En ce moment le marquis aperçut son fils et se souvint de la leçon qu'il venait de lui faire sur la stricte exécution de la parole donnée; il fut si vivement contrarié de cette circonstance, qu'il lui dit, non sans un ton de colère: – Comment, petit drôle, te trouves-tu là au lieu d'être dans ton lit?
– Parce que j'ai cru pouvoir vous être utile dans le danger, répondit Gustave.
– Allons, monte à ta chambre, dit le père adouci par la réponse de son fils. Et vous, dit-il en s'adressant à l'inconnu, suivez-moi.
Ils devinrent silencieux comme deux joueurs qui se défient l'un de l'autre. Le général commença même à concevoir de sinistres pressentiments. L'inconnu lui pesait déjà sur le cœur comme un cauchemar; mais, dominé par la foi du serment, il le conduisit à travers les corridors, les escaliers de sa maison, et le fit entrer dans une grande chambre située au second étage, précisément au-dessus du salon. Cette pièce inhabitée servait de séchoir en hiver, ne communiquait à aucun appartement, et n'avait d'autre décoration, sur ses quatre murs jaunis, qu'un méchant miroir laissé sur la cheminée par le précédent propriétaire, et une grande glace qui, s'étant trouvée sans emploi lors de l'emménagement du marquis, fut provisoirement mise en face de la cheminée.
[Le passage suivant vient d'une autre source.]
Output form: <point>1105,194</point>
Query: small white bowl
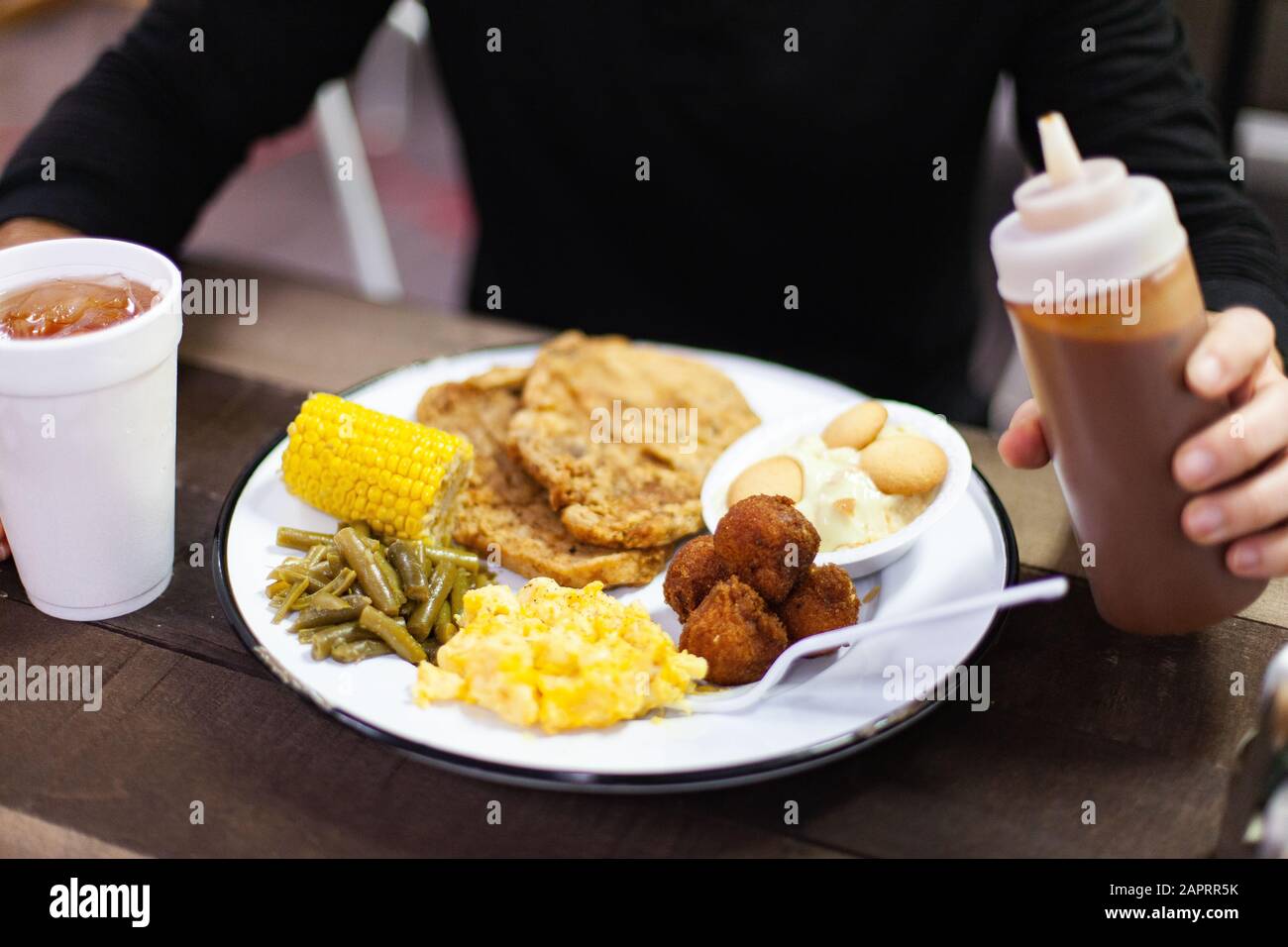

Le plancher de cette vaste mansarde n'avait jamais été balayé, l'air y était glacial, et deux vieilles chaises dépaillées en composaient tout le mobilier. Après avoir posé sa lanterne sur l'appui de la cheminée, le général dit à l'inconnu: – Votre sécurité veut que cette misérable mansarde vous serve d'asile. Et, comme vous avez ma parole pour le secret, vous me permettrez de vous y enfermer.
L'homme baissa la tête en signe d'adhésion.
– Je n'ai demandé qu'un asile, le secret et de l'eau, ajouta-t-il.
– Je vais vous en apporter, répondit le marquis qui ferma la porte avec soin et descendit à tâtons dans le salon pour y venir prendre un flambeau afin d'aller chercher lui-même une carafe dans l'office.
– Hé! bien, monsieur, qu'y a-t-il? demanda vivement la marquise à son mari.
– Rien, ma chère, répondit-il d'un air froid.
– Mais nous avons cependant bien écouté, vous venez de conduire quelqu'un là-haut…
– Hélène, reprit le général en regardant sa fille qui leva la tête vers lui, songez que l'honneur de votre père repose sur votre discrétion. Vous devez n'avoir rien entendu.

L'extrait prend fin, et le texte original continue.